Special needs cats are a lot like Prue — just ask Josh Norem. The San Francisco-based “Furrtographer” has been owned by a number of blind cats for roughly a decade. And he has been doing pro bono photos of cats with special needs for various shelters and rescue groups during that time.
He is, as he puts it, “just trying to capture their beauty and their essence. I hope when someone looks at a photo I’ve taken they see a beautiful animal instead of just focusing on a particular injury or disability.”

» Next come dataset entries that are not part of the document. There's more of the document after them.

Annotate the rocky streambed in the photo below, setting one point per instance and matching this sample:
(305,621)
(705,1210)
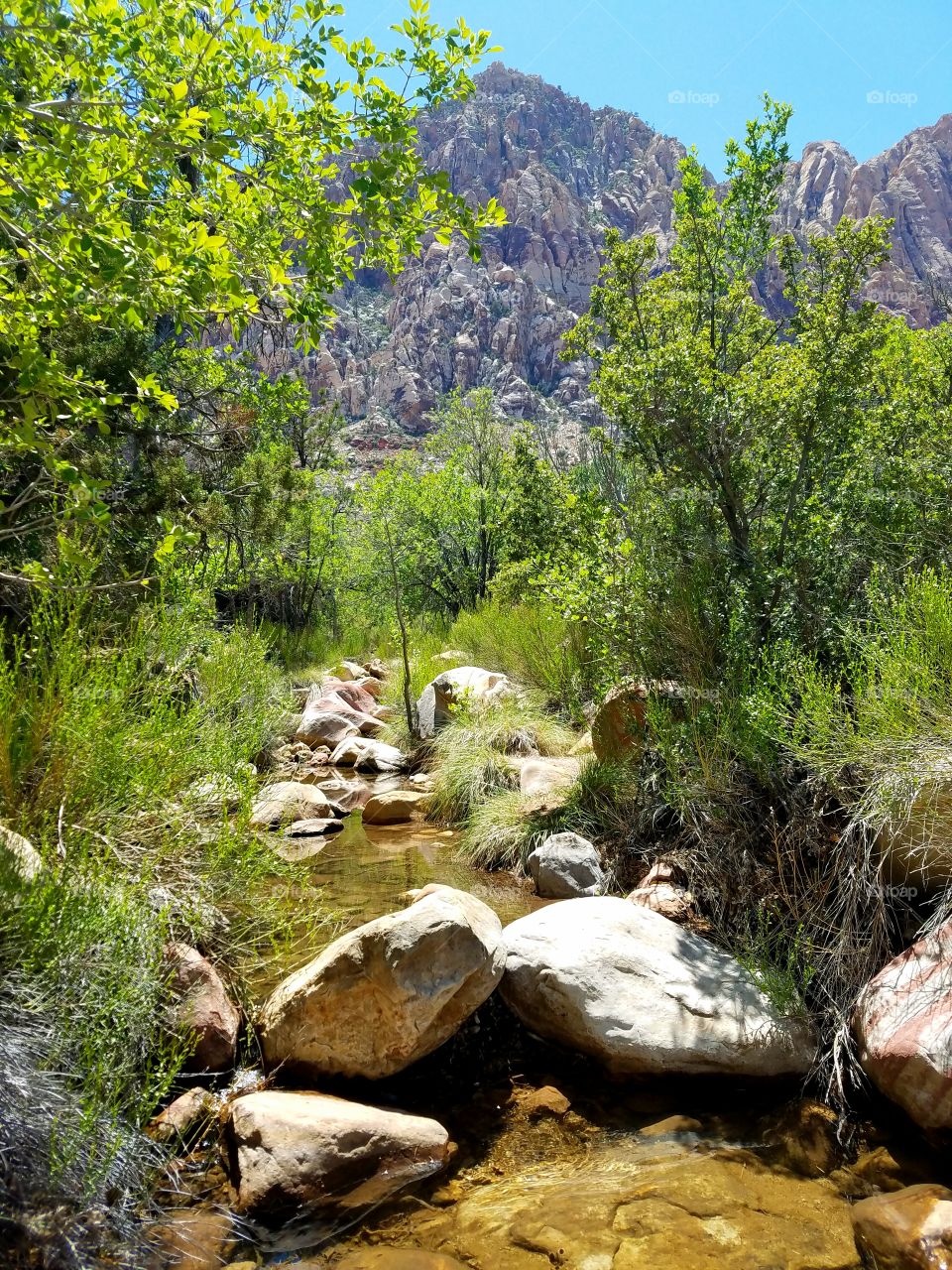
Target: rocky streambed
(466,1076)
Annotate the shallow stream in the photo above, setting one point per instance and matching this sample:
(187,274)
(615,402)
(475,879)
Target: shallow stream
(558,1165)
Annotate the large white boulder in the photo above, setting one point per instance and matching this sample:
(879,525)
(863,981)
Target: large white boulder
(368,756)
(565,866)
(625,984)
(287,802)
(904,1028)
(293,1152)
(466,685)
(395,807)
(390,992)
(202,1010)
(21,852)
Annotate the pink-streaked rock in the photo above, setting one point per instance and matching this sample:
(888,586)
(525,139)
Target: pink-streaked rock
(293,1152)
(202,1008)
(904,1026)
(353,694)
(670,902)
(184,1116)
(907,1229)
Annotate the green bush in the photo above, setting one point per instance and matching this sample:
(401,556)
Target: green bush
(500,832)
(103,728)
(474,754)
(880,730)
(534,645)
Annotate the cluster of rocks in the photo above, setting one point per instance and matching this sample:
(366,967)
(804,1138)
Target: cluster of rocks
(595,975)
(338,728)
(598,975)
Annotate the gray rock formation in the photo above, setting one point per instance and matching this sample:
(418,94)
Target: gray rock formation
(563,173)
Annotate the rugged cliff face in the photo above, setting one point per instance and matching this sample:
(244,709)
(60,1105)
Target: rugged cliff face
(563,173)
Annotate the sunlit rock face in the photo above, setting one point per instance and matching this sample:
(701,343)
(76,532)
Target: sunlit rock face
(565,173)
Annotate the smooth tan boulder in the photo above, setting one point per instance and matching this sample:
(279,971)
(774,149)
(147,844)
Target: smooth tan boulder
(381,997)
(23,855)
(368,756)
(399,1259)
(902,1025)
(664,898)
(287,802)
(543,781)
(321,724)
(619,726)
(348,671)
(345,797)
(182,1118)
(203,1008)
(371,686)
(290,1152)
(397,807)
(566,865)
(906,1229)
(466,685)
(626,985)
(354,694)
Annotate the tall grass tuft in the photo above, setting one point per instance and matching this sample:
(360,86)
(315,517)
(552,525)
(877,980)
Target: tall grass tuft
(104,729)
(502,830)
(604,803)
(880,730)
(534,645)
(475,753)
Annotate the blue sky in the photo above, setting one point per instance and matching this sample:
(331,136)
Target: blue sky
(862,72)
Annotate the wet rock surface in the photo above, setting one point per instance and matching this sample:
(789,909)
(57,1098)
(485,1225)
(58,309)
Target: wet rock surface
(202,1008)
(909,1229)
(640,993)
(904,1029)
(286,802)
(566,866)
(388,993)
(306,1151)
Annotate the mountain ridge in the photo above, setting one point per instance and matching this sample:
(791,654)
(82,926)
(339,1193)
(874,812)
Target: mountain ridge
(565,172)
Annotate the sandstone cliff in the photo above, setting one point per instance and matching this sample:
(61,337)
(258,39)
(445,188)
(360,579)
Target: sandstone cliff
(563,173)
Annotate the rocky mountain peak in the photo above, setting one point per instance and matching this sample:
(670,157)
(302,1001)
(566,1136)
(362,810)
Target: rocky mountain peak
(565,172)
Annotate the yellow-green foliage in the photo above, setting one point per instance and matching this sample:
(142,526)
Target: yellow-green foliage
(534,645)
(475,754)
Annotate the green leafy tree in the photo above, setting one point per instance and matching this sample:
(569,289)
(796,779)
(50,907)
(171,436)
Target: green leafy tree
(744,430)
(163,166)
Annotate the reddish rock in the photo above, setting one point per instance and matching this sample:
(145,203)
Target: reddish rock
(904,1028)
(184,1116)
(202,1007)
(907,1229)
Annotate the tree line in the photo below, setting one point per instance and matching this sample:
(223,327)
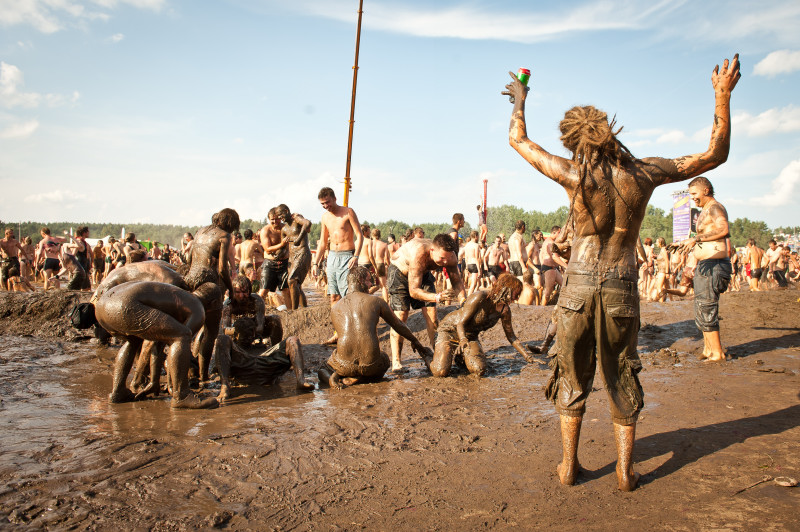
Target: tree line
(502,219)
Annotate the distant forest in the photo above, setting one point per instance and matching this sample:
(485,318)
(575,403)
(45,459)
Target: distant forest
(501,219)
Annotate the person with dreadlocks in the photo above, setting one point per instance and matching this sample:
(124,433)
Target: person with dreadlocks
(598,310)
(457,336)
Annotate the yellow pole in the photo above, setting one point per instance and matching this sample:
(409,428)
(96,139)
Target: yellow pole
(352,109)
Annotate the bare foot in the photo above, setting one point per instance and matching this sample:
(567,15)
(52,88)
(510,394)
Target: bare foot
(122,396)
(627,481)
(566,474)
(193,402)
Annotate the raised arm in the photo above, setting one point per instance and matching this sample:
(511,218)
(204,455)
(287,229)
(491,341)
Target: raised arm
(689,166)
(556,168)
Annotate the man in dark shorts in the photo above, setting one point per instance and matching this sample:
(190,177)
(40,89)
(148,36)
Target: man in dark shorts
(412,285)
(599,306)
(358,357)
(244,321)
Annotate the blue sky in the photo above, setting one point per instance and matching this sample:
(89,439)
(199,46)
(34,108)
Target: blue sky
(165,111)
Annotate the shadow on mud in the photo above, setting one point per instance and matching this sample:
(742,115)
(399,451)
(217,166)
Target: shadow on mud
(702,441)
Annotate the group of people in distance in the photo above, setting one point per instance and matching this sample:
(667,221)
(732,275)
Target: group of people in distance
(167,314)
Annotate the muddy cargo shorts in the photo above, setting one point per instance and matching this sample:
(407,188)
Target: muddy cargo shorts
(711,278)
(597,322)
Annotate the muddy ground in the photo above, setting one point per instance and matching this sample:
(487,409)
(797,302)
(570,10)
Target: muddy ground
(411,452)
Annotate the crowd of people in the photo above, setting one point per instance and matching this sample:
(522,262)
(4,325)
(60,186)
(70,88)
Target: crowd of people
(208,300)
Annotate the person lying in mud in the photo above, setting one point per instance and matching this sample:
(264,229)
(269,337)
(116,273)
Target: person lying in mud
(210,265)
(146,311)
(598,317)
(244,321)
(358,357)
(457,336)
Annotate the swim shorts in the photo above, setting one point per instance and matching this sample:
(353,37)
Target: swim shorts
(598,321)
(399,297)
(337,271)
(711,278)
(274,274)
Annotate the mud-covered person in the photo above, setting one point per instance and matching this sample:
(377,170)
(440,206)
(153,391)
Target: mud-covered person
(47,253)
(341,236)
(358,357)
(517,250)
(608,189)
(457,335)
(159,313)
(275,269)
(412,285)
(296,227)
(209,277)
(10,249)
(713,272)
(244,321)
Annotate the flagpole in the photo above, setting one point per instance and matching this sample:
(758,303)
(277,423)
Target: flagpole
(352,108)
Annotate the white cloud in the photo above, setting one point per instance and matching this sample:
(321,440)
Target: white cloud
(57,196)
(783,187)
(19,131)
(50,16)
(11,80)
(778,62)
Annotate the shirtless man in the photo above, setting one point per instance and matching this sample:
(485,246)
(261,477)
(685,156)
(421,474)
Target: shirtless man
(244,320)
(713,272)
(98,262)
(47,254)
(155,312)
(534,262)
(296,228)
(484,229)
(493,260)
(275,270)
(549,262)
(754,257)
(458,332)
(366,259)
(412,286)
(10,248)
(358,357)
(517,250)
(608,189)
(472,257)
(247,251)
(381,252)
(339,226)
(210,275)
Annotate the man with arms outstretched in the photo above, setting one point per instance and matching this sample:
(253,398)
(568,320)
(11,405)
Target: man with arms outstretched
(599,306)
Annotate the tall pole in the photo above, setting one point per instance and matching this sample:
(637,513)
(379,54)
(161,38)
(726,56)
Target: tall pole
(352,108)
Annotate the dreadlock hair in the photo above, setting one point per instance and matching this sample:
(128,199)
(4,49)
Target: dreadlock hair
(507,288)
(587,133)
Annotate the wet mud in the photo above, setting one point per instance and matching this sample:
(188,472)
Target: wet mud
(412,451)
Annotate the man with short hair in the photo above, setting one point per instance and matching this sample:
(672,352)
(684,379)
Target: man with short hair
(412,285)
(339,226)
(598,310)
(517,250)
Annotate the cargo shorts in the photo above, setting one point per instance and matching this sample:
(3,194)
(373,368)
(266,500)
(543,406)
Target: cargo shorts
(598,319)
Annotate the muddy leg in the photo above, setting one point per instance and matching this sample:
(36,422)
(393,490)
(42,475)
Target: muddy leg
(122,367)
(625,436)
(295,352)
(396,341)
(442,360)
(475,359)
(570,434)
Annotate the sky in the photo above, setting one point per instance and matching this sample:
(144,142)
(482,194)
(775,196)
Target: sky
(166,111)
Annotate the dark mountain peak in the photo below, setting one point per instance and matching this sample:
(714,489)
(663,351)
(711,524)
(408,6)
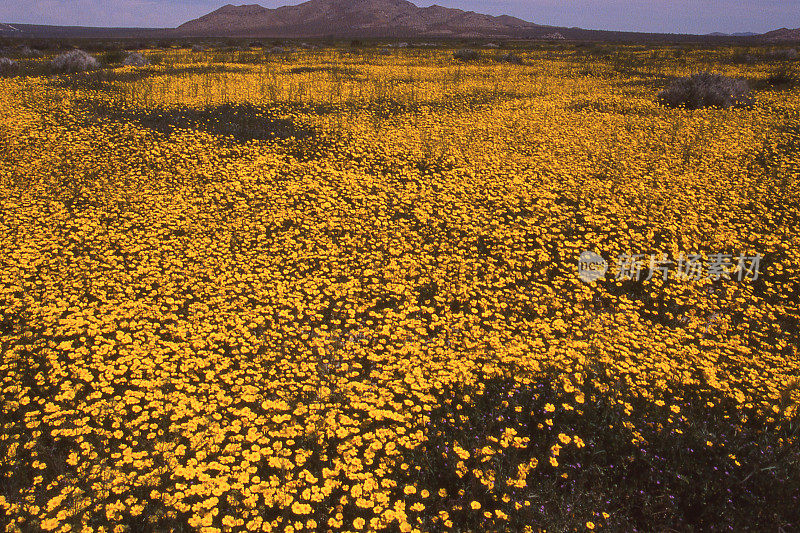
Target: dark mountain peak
(352,17)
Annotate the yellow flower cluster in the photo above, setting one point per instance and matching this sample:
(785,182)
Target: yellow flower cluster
(211,326)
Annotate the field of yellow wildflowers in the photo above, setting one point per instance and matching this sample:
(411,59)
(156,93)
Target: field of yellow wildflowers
(333,289)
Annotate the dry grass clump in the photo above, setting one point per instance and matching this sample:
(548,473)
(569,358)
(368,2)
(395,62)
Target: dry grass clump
(7,66)
(707,90)
(512,59)
(74,61)
(135,60)
(466,54)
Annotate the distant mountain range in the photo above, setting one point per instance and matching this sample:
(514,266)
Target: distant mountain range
(389,18)
(783,34)
(368,19)
(355,17)
(743,34)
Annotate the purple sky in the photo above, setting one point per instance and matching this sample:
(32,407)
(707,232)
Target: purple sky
(679,16)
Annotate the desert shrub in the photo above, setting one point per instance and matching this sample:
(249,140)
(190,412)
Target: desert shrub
(74,61)
(706,90)
(783,78)
(466,54)
(7,66)
(28,52)
(510,58)
(789,54)
(112,57)
(135,60)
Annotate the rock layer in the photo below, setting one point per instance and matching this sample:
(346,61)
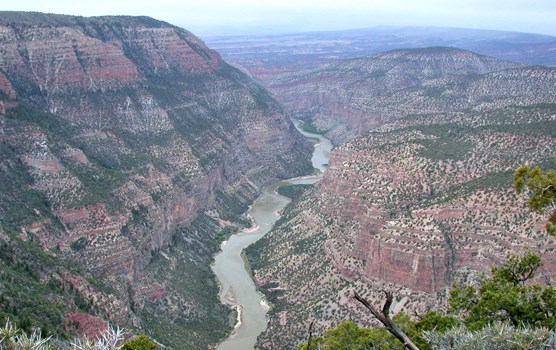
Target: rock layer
(118,133)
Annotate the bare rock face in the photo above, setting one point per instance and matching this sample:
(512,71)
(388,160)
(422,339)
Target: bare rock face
(420,202)
(350,97)
(116,134)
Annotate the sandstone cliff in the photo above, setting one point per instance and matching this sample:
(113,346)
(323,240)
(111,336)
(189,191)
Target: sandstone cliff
(116,134)
(349,97)
(421,201)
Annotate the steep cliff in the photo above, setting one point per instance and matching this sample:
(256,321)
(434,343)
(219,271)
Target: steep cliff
(116,134)
(420,202)
(349,97)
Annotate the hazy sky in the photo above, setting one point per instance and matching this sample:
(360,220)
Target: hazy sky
(220,17)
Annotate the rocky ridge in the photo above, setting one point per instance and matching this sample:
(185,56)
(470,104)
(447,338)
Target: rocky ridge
(421,201)
(350,97)
(116,134)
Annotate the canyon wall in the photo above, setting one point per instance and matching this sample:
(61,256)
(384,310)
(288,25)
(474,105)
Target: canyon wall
(421,201)
(116,134)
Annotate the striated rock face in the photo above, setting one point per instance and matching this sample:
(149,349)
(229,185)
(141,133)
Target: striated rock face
(352,96)
(118,133)
(421,201)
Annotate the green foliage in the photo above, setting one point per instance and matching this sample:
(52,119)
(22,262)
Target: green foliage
(141,342)
(505,297)
(348,336)
(542,188)
(492,337)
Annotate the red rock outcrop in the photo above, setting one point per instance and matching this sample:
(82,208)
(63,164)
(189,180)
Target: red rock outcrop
(120,132)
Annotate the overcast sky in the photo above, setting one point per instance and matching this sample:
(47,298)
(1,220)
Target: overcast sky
(221,17)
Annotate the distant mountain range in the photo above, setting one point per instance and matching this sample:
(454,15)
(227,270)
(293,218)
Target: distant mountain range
(418,192)
(267,55)
(117,135)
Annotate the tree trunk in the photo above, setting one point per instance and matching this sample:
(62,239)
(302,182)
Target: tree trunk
(384,318)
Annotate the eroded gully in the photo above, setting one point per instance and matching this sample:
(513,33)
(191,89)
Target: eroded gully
(237,289)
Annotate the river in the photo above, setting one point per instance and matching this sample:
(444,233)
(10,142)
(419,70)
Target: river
(236,286)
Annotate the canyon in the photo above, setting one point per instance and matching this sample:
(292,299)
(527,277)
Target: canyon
(418,192)
(129,151)
(127,147)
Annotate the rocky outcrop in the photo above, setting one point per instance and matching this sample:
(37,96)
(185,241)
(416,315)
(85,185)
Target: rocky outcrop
(122,132)
(420,202)
(350,97)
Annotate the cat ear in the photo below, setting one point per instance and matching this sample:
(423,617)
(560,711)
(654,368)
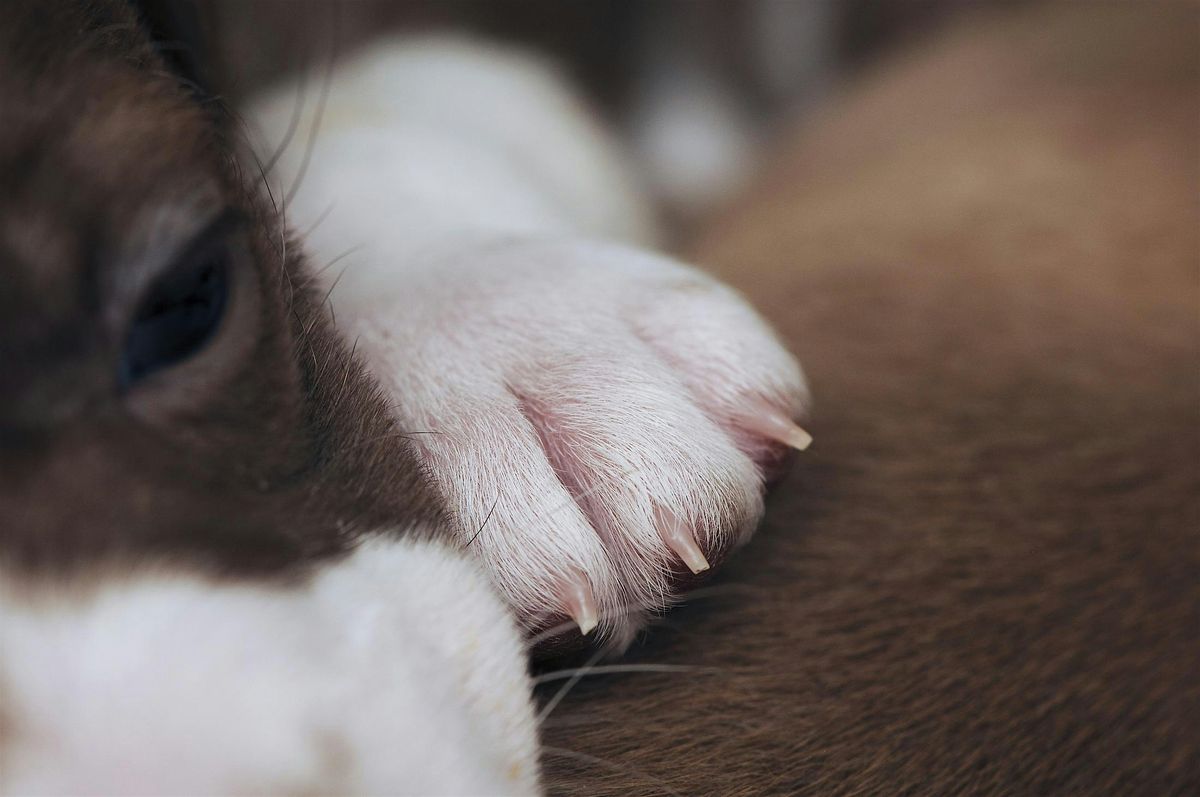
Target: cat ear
(181,33)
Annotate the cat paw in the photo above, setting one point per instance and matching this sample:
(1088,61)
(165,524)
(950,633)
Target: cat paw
(600,420)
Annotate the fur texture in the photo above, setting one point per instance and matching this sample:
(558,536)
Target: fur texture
(567,393)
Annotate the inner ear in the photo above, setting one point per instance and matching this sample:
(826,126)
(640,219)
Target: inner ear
(179,31)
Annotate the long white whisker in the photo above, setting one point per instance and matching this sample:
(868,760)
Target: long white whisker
(567,687)
(619,669)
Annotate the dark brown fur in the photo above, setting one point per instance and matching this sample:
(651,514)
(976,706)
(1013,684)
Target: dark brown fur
(984,577)
(285,457)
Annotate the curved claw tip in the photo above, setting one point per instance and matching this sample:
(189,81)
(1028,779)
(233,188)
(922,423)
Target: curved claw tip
(581,605)
(681,539)
(779,427)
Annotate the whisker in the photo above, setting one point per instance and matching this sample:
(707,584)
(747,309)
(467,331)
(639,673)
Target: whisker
(619,669)
(475,535)
(293,123)
(630,609)
(618,767)
(567,687)
(321,105)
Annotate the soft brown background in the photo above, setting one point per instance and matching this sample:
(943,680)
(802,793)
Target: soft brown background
(984,576)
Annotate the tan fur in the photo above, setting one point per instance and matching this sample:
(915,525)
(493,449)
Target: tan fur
(984,577)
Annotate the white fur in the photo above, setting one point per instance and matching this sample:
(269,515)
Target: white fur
(395,671)
(477,191)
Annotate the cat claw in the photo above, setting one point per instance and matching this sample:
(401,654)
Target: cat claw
(580,604)
(778,426)
(681,539)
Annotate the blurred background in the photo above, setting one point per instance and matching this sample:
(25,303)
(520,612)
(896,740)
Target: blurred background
(699,89)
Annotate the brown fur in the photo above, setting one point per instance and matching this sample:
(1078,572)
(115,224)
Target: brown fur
(282,457)
(984,577)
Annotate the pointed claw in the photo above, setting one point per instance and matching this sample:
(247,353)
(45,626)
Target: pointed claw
(681,539)
(580,604)
(773,424)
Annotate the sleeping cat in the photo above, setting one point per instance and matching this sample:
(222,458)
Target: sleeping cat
(300,455)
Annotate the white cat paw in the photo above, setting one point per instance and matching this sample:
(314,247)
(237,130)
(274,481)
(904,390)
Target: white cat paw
(601,420)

Fortunately, there are enough people whosee special needs cats this way, people who are willing to change diapers on cats with urinary issues or try to get a handle on the trauma some of these animals have endured.
Check out Joe and Lauren’s loving clowder of cats:
An Adopted Family
You can follow the story of a young couple, Joe and Lauren, who make a point of adopting special needs felines, on Instagram. Meet their cats:
Little, who has a brain condition that affects his motor skills.
Mika, who lost her eyes to an infection.
Mac, who was born with a cleft palate and heart issues.
Leela, who is handicapped and missing an eye.
They also recently added 2 kittens to the mix: Yoyo, who is missing both eyes, and Tank, a feral with a rare heart condition. Tank was vicious “until he started to learn what love feels like.” Watching Joe and Lauren’s videos and perusing their photos, you get to see Little & Co. play together just like any other cats.
Perhaps Ruoppolo puts it best when it comes to these lovely cats: “There is no general normal. It’s all individual. Normal is a setting on a washing machine.”